Os exemplos apresentados acima são apenas uma pequena parte do “enrolês” que passou a dominar as transmissões de futebol. É um fenômeno disseminado e aparentemente sem controle: com o fim do monopólio da Globo, as partidas passaram a ser exibidas em diversas plataformas, seja no streaming, seja nas redes sociais ou nos canais por assinatura. O modelo levou ao surgimento de uma nova geração de narradores e comentaristas — mais vagas foram abertas, afinal — e a uma série de programas esportivos que dominam a TV e as plataformas de internet. Nesse cenário, os supostos “especialistas” chutam o bom senso e dão caneladas no quesito compreensão.
O fenômeno é recente, mas no passado alguns profissionais do ramo também escorregavam no “tatiquês”. O treinador Cláudio Coutinho, que comandou a seleção na Copa de 1978, foi pioneiro em defender a disciplina tática importada da Europa e ficou conhecido pela terminologia, até então inédita, “ponto futuro”, em que um passe é feito no espaço vazio, esperando a aproximação de quem vem de trás. Tite, técnico da seleção, é mestre em expressões esnobes. Seu dialeto próprio inclui tolices como “externo desequilibrante”, para se referir aos bons e velhos pontas, além da expressão “jogador terminal” — calma, não é o atleta que está com os dias contados, mas o centroavante que faz gols. A diferença é que essa suposta sofisticação agora está nas palavras daqueles que deveriam explicar o jogo — e não obscurecê-lo.
Nessa linha empolada, o futebol está indo na direção contrária à de outros segmentos. Nos últimos anos, a indústria financeira abandonou o “economês” para se aproximar de novos públicos e tornar suas mensagens mais compreensíveis. Hoje em dia, por exemplo, ninguém mais usa palavras pedantes como “emolumento” (felizmente substituída por “taxa”). No mundo jurídico, também há um movimento para facilitar a compreensão. A partir do escândalo do mensalão, o noticiário dos tribunais tornou-se onipresente e os comunicadores trataram de traduzir para o público o que os meandros legais queriam dizer. Nos dois casos, a imprensa — inclusive VEJA — teve papel vital para capturar o espírito do tempo e levar conteúdo denso com mais leveza para as novas gerações.

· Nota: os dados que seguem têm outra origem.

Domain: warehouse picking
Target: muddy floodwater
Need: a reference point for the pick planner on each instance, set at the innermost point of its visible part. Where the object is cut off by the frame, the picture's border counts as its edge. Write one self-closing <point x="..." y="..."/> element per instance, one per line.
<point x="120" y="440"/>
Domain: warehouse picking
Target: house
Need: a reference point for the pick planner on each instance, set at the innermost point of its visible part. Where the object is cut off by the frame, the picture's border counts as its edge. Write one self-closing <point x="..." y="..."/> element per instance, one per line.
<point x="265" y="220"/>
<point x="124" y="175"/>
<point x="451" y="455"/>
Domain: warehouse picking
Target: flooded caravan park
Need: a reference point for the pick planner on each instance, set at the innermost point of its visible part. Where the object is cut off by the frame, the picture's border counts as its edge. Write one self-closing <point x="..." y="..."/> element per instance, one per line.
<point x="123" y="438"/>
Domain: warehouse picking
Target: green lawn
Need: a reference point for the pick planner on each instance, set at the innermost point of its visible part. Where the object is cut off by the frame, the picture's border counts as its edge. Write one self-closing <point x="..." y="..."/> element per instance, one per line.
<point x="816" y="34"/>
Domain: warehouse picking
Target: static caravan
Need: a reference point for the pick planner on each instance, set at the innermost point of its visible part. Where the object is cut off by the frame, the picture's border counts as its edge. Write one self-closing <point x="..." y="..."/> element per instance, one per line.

No futebol, os narradores e comentaristas resolveram complicar tudo. A estratégia até pode ser entendida como arrogância, mas às vezes é também truque para esconder falta de conhecimento. Em vez de levar informação a quem assiste ao jogo, os profissionais embananam-se com comentários que, a rigor, não significam coisa alguma. “Todo esporte traz com ele um número de expressões e conceitos”, afirma o escritor e jornalista Sérgio Rodrigues. “O que está acontecendo agora é uma forma de mistificação: estão substituindo jargões já conhecidos por novos para falar apenas com os iniciados.” Nessas horas, é sempre bom recorrer à principal referência do país em locução esportiva. Em 2019, após um amistoso da seleção, Galvão pediu a Tite para parar de usar “palavras que não existem”. Sábio conselho.